Dual numbers
To make forward-mode autodiff work, we replace all floating point numbers with so-called dual numbers \(z = x + y N\) where \(N\) is a nilpotent element, i.e., \(N^2 = 0\). The space of dual number \(\mathbb{D}\) is a real algebra with addition and multiplication defined as follows. Let \(z_1 = x_1 + y_1 N\) and \(z_2 = x_2 + y_2 N\), then \[ z_1 + z_2 = (x_1 + x_2) + (y_1 + y_2) N \] and \[ z_1 \cdot z_2 = x_1 x_2 + (x_1 y_2 + x_2 y_1) N \] Notice now this product encodes the product rule for derivatives. All elements \(z \in \mathbb{D} \) with \(z = x + yN\) and \(x \neq 0 \) have a multiplicative inverse \(z^{-1} = x^{-1} - yx^{-2} N \). In C++ we can define the dual numbers using aclass and overload the arithmatic operators as follows.

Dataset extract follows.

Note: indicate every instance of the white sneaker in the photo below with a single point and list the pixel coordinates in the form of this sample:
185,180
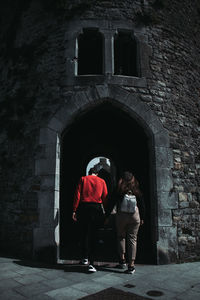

In the header file dual.hpp we declare a class Dual with members x and y.
In the source file dual.cpp we define all methods using the rules for dual arithmetic described above.
Function evaluation
The magic of dual numbers comes from the way we can extend differentiable functions on \(\mathbb{R}\) to the dual numbers. For any differentiable function \(f : \mathbb{R} \rightarrow \mathbb{R} \), we can extend \(f\) to a function \(f : \mathbb{D} \rightarrow \mathbb{D} \) by defining \[ f(x + yN) = f(x) + y f'(x)N \] where \(f'\) is the derivative of \(f\). To see why this is a natural choise, we take the Taylor exansion of \(f\) around \(x\) and see that \[ f(x + yN) = f(x) + f'(x) yN + \tfrac12 f''(x) (yN)^2 + \dots \] However, as \(N^2 = 0\) all the terms of order \(y^2\) and higher vanish. This allows us to overload a number of standard mathematical functions such that they work on bothdouble and Dual variables.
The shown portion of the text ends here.